平均着床数,生存胎児数は,HCGの併用量が0,1,5,10IUいずれの場合もPMS 51Uでもっとも高く13.7~21.6,12.6~17.3,と対照区の12.0,10.9を越える値を示したが,PMS 1,10IUではかえって対照区に劣ることが認められた。
生存率は38.2~92.4%で総体的に過排卵処置により低下すること,さらにPMS単用区においてはPMSの投与量が増加するにしたがって高くなり,HCG併用区では逆に低下する傾向が示された。
3. 過排卵処置後の平均排卵数と平均着床数から卵子の着床前の損失を推定すると,PMSの投与量が10IUで著しく高くなることが認められ,排卵数の約50%前後の卵子が失われることが示唆された。

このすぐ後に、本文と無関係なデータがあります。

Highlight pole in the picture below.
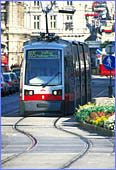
[109,47,112,98]
[45,11,48,34]
[109,70,112,98]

しかしPMSの投与量が5IUまでにおいては,排卵数と着床数の差は0.3~5.3で5IUまでのPMS投与が妊娠に及ぼす影響はさほど大きなものではないと思われた。
4. 以上の結果から,産子数を増加させることを目的とした過排卵処置において,PMSおよびHCGの有効投与量は排卵数は自然排卵数の1.6~2.1倍に達し,その後の妊娠率や着床数あるいは胎児の生存率なども比較的高く,過排卵処置の妊娠に及ぼす悪影響がさほど大きくないと思われるPMS 5IUにHCGを適当量(この場合1~10IU)併用するのがもっとも良いと推察された。